Digital Frog 2, by Digital Frog International, is an interactive CD-ROM program that teaches frog dissection, anatomy, and ecology. With individual sections focusing on advanced concepts, such as synaptic physiology, Digital Frog 2 also allows students to study neurological, digestive, endocrine, and immune systems in far more detail than dissections could offer, and learning proceeds at the student’s own pace. Though suitable for middle school audiences,Digital Frog 2 also contains information to challenge high school seniors. Prices range from $80 to $899, depending on the number of users and other options.Curriculum guides are also available. For more details, visit www.DigitalFrog.com. For a free, single-user copy of Digital Frog 2, please send your name and address to email@example.com (one per individual/school only).

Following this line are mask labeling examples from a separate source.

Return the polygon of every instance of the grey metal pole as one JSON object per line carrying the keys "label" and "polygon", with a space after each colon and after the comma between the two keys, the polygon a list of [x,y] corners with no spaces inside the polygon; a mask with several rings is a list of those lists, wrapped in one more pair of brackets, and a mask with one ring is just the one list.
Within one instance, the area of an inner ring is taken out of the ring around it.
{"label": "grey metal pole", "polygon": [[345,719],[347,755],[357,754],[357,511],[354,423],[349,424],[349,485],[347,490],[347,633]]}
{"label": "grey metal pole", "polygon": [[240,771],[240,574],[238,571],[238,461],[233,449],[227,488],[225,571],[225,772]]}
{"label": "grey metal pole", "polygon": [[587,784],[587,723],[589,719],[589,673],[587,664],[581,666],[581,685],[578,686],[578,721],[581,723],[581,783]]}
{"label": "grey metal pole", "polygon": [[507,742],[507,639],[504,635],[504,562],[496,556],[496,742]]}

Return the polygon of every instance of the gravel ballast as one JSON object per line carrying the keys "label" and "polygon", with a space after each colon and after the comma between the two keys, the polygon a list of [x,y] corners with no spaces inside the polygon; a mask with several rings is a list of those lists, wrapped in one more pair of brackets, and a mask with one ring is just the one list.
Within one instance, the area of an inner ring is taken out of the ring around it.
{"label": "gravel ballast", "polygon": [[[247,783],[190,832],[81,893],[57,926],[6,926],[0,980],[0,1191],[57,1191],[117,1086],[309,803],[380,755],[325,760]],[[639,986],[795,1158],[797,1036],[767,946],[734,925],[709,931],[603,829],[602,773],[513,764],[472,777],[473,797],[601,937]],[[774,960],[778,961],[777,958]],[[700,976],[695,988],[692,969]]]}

Froguts, a company founded initially on its frog dissection program, now offers frog, squid, cow eyeball, and fetal pig programs through its “Virtual Dissection CD Subscription Service.” For $300 a year, schools can access all of these programs, which are renowned for their graphics, to every student. More information is available at www.Froguts.com.
ScienceWorks offers “Dissection Works Delux,” a CD-ROM compilation of frog, fetal pig, earthworm, crayfish, and perch dissections appropriate for grades 6-12. The Delux kit comes with 10 copies of each program for $175. More information is available at www.ScienceClass.com.
Neotek’s revolutionary virtual reality education system allows students to feel like they could actually reach out and touch the specimen—without sacrificing multiple animals. Neotek’s “Dissection Package” includes their CatLab, FrogLab, Cellular Structure, and DryLab series, including fetal pig, crayfish, perch, rat, frog, and worm programs, which are also available individually. All images are based on actual dissections. The base system required for virtual reality effects starts at $295, with additional liquid crystal glasses sold separately. For more information, visit www.Neotek.com.
Middle School Alternatives
Younger students may enjoy Ventura Educational Systems’ software alternatives to frog, pig, and earthworm dissection. By focusing on hand-drawn images of the subjects, rather than photographs, Ventura (www.VenturaES.com) clearly emphasizes the systems under scrutiny—without any gory images. The few pictures of actual dissections that are available can be blocked by teachers or students. Single-user copies start at $59.95, and multiuser options can exceed $400.
1. Fowler HS, Brosius EJ. A research study on the values gained from dissection of animals in secondary school biology. Science Educ.1968;52: 55-57.
2. Balcombe JP. The Use of Animals in Higher Education: Problems, Alternatives, and Recommendations. Washington, D.C.: Humane Society Press; 2000.